How Technology Is Working To Improve Food Safety And Combat Food Insecurity
Article By Ken Mills Published January 13, 2023
Article Source: How Technology Is Working To Improve Food Safety And Combat Food Insecurity (forbes.com)
According to the U.S. Department of Agriculture, more than 13.5 million American households have low or very low food security. That’s a lot of hungry families. At the same time, the USDA estimates that 30% to 40% of the American food supply is wasted. Spoilage of fresh food is a big contributor to the problem, and if we could extend the shelf life of fresh food, we could make progress toward an overall solution.
Primarily, fresh food spoils from bacteria, viruses and fungi. These essentially eat fresh food from the surface inward, causing furry patches, spots, wilting and other undesirable effects. While food can also dry out over time, it takes far longer for this to occur than spoilage from germs. Food spoilage forces us to discard produce because its quality has dropped to a point where it becomes undesirable.
Another cause of waste is food safety. Food can become infected by E. coli, salmonella, listeria and other bacteria and germs, which can cause sickness and possibly be life-threatening even when infected foods appear fine.
Fighting Food Spoilage
To combat food spoilage, the industry typically uses disinfectants and refrigeration. It uses disinfectants during produce packaging, and then ships fresh produce in refrigerated trucks. For meats, it disinfects processing plants regularly and largely relies on refrigeration or freezing during storage and transport to keep harmful germs at bay. Unfortunately, refrigeration doesn’t kill harmful bacteria and molds—it simply slows the rate at which they degrade food—and in some cases, it doesn’t slow them very much.
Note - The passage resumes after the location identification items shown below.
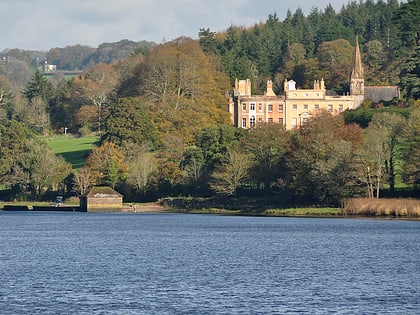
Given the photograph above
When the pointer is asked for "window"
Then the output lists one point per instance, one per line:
(252, 121)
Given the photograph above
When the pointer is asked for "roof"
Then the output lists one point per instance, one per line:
(102, 191)
(381, 93)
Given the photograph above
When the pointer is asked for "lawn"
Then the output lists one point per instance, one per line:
(74, 150)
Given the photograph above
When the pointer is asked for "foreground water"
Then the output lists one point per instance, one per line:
(97, 263)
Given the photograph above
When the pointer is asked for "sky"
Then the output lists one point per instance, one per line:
(45, 24)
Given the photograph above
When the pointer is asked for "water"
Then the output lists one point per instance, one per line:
(116, 263)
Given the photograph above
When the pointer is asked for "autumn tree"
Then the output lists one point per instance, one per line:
(231, 174)
(83, 181)
(47, 171)
(184, 90)
(412, 154)
(130, 122)
(106, 164)
(382, 151)
(39, 93)
(7, 100)
(193, 166)
(268, 144)
(95, 85)
(322, 165)
(141, 171)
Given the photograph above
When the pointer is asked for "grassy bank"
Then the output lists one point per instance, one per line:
(74, 150)
(310, 212)
(382, 207)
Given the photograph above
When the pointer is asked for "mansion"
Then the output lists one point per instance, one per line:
(295, 107)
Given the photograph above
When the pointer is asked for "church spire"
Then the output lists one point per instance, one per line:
(357, 71)
(357, 80)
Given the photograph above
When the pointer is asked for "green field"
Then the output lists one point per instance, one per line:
(74, 150)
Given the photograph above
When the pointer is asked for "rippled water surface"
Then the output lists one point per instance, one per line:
(97, 263)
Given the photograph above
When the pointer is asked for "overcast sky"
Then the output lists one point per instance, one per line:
(45, 24)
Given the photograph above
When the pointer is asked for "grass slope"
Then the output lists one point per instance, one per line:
(74, 150)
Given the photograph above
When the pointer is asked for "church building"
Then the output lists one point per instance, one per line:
(296, 106)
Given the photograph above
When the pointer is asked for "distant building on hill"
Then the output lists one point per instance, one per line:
(296, 106)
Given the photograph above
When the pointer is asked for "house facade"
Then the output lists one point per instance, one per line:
(296, 106)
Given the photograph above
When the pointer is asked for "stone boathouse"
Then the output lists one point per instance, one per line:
(101, 199)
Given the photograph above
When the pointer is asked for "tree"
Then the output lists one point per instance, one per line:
(231, 174)
(412, 154)
(268, 144)
(130, 122)
(141, 170)
(83, 181)
(16, 145)
(98, 82)
(39, 93)
(193, 168)
(107, 165)
(410, 76)
(7, 100)
(47, 171)
(322, 166)
(382, 150)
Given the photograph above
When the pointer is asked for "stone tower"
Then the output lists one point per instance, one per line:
(357, 80)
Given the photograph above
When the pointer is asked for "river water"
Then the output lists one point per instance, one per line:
(127, 263)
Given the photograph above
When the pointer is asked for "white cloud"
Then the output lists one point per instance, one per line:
(44, 24)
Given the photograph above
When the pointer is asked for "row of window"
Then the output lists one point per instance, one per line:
(294, 107)
(260, 107)
(252, 121)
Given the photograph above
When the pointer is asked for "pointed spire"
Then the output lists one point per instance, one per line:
(357, 69)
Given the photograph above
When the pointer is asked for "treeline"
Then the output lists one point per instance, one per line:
(164, 126)
(307, 48)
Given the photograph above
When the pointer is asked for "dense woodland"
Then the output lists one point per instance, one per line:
(161, 112)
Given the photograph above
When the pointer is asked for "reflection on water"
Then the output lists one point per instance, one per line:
(114, 263)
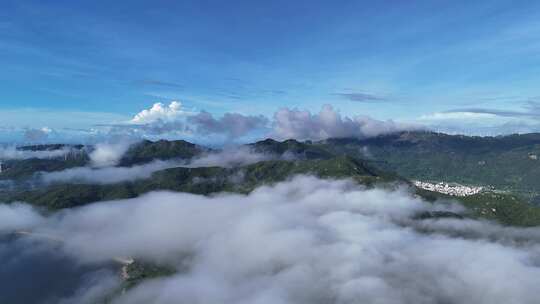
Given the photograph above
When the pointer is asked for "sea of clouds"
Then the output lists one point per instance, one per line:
(305, 240)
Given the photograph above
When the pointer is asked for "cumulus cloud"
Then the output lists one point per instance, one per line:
(159, 112)
(11, 152)
(329, 123)
(108, 154)
(302, 241)
(37, 134)
(285, 124)
(233, 125)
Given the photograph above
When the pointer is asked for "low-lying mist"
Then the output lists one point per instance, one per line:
(11, 152)
(306, 240)
(229, 157)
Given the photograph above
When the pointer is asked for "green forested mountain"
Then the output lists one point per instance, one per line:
(504, 162)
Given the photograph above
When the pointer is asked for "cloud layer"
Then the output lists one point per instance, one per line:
(229, 157)
(108, 154)
(329, 123)
(285, 124)
(303, 241)
(11, 152)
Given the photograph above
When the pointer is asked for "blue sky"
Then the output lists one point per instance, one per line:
(74, 64)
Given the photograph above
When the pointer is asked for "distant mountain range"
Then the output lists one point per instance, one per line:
(507, 165)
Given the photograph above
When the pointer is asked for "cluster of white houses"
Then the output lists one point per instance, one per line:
(450, 189)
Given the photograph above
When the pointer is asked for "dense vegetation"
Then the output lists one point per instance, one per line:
(505, 163)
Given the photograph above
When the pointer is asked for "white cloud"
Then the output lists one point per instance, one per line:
(108, 154)
(18, 216)
(37, 134)
(233, 125)
(11, 152)
(159, 112)
(303, 241)
(106, 175)
(328, 123)
(437, 116)
(229, 157)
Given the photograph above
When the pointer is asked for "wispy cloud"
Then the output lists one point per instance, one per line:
(362, 97)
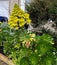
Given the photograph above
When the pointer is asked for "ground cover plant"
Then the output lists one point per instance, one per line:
(23, 47)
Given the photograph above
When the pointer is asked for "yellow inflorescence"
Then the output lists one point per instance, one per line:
(18, 18)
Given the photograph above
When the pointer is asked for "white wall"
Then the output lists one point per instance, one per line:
(4, 8)
(22, 4)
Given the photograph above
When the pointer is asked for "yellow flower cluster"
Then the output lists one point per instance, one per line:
(18, 18)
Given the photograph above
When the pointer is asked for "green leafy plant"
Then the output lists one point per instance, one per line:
(24, 47)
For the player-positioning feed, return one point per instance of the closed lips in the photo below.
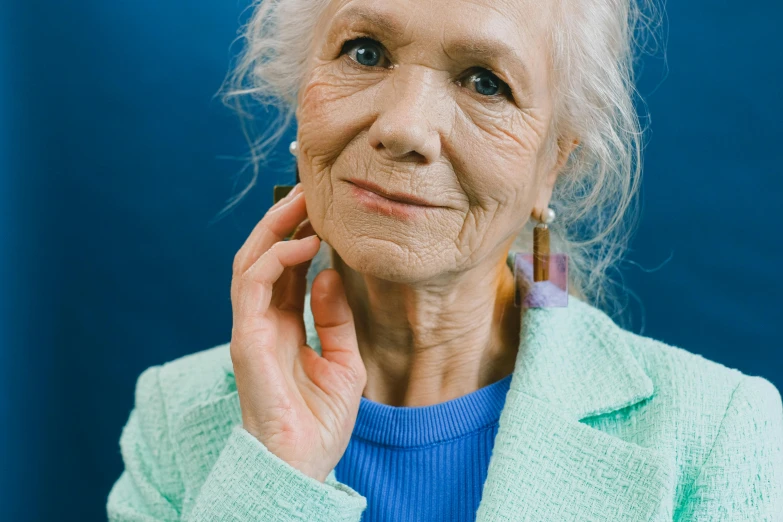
(394, 196)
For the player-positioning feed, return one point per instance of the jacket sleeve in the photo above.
(742, 476)
(246, 483)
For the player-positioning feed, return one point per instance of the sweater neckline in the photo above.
(412, 426)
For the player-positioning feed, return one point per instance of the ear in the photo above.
(565, 145)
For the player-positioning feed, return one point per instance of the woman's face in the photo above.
(444, 100)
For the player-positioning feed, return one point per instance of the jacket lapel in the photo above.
(573, 363)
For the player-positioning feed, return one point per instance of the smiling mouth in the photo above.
(393, 196)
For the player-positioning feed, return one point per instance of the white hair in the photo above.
(592, 45)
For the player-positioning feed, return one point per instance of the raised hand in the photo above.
(300, 405)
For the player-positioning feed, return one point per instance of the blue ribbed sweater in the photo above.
(423, 463)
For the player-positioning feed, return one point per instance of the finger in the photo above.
(335, 326)
(274, 226)
(252, 290)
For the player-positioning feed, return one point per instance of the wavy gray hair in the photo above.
(592, 45)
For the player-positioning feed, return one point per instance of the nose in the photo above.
(406, 126)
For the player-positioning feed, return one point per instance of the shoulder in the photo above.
(178, 384)
(692, 379)
(704, 405)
Fresh blueberries, for example, can start to become moldy within five to 10 days.
Because refrigeration merely slows pathogen growth, the longer it takes to transport fresh food to markets, the more likely it is that some of the food will be spoiled on arrival. This is particularly true in American "food deserts," disadvantaged communities that lack large chain grocery stores and must rely on "mom and pop" stores that receive deliveries less frequently.
Three Types Of Germ-Killing Technologies
To solve these challenges, several different approaches to killing harmful pathogens are being used or developed in the food industry:
1. Disinfectant sprays: These work very well to kill germs when and where they are applied. Like all disinfectants, however, disinfectants are temporary. New germs often appear on disinfected food within 24 hours, and the sprays are applied only in the field and prior to packaging, not during transit. In addition, sprays only kill pathogens on contact, so hidden areas on leafy vegetables can continue to harbor germs.
2. Ultraviolet (UV-C) lighting: This is another effective germicide solution for food. UV-C light emits a high-frequency, shortwave electromagnetic radiation that effectively kills bacteria, viruses and many harmful microorganisms by altering cellular DNA, rendering them unable to reproduce. With the right dose, UV-C radiation is incredibly effective at neutralizing many kinds of biohazards, including bacteria and viruses. UV-C disinfection works by sufficient light energy falling on a surface, and this is measured in joules. The rate at which energy is pumped out is measured in watts, where 1 watt is the same as 1 joule per second. The higher the dose, the greater the level of disinfection.
As with disinfectant sprays, however, UV-C light only kills pathogens on the surfaces where the light reaches—it doesn’t reach hidden nooks and crannies in lettuce or the undersides of other vegetables, fruits and meats.
3. Ozone gas: The FDA and USDA have approved ozone for use in disinfecting water, produce and meats. One of the upsides to using ozone is that it can permeate the entire space where it is distributed, so it reaches bacteria hidden in food nooks and crannies. As with spray disinfectants and UV-C radiation, ozone kills pathogens, but it is also harmful or even fatal to humans in high concentrations. The challenge in disinfecting food with ozone has always been finding a way to regulate the concentration of ozone in the atmosphere of a room or shipping container. Internet of Things (IoT) networks and sensors, though, have made it possible to deliver ozone in the right atmospheric concentrations to properly disinfect food.
All of the above technologies are now being used to reduce pathogens in the food production chain, but to date, there has been limited use on food in transit. While it's problematic to equip transport trucks or cargo containers with disinfectant spray systems, automated UV-C and ozone dispersion systems are showing real promise in keeping foods pathogen-free until they reach markets.
In order to take modern disinfectant technology to its next level, though, the industry will need to continue working on automation technology and lowering costs. While spray disinfectant systems are fairly inexpensive, UV-C and ozone distribution systems are still relatively expensive. Ideally, every food transport vehicle, production facility and warehouse would be equipped with automated systems that turn on UV-C and ozone systems overnight, when they can eliminate pathogens without impacting workers.
Conclusion
Extending the shelf life of fresh food can significantly reduce food spoilage. Food that lasts longer in (or on its way to) grocery stores and food banks will ultimately reach more people and can help point the way toward addressing the hunger crisis in America.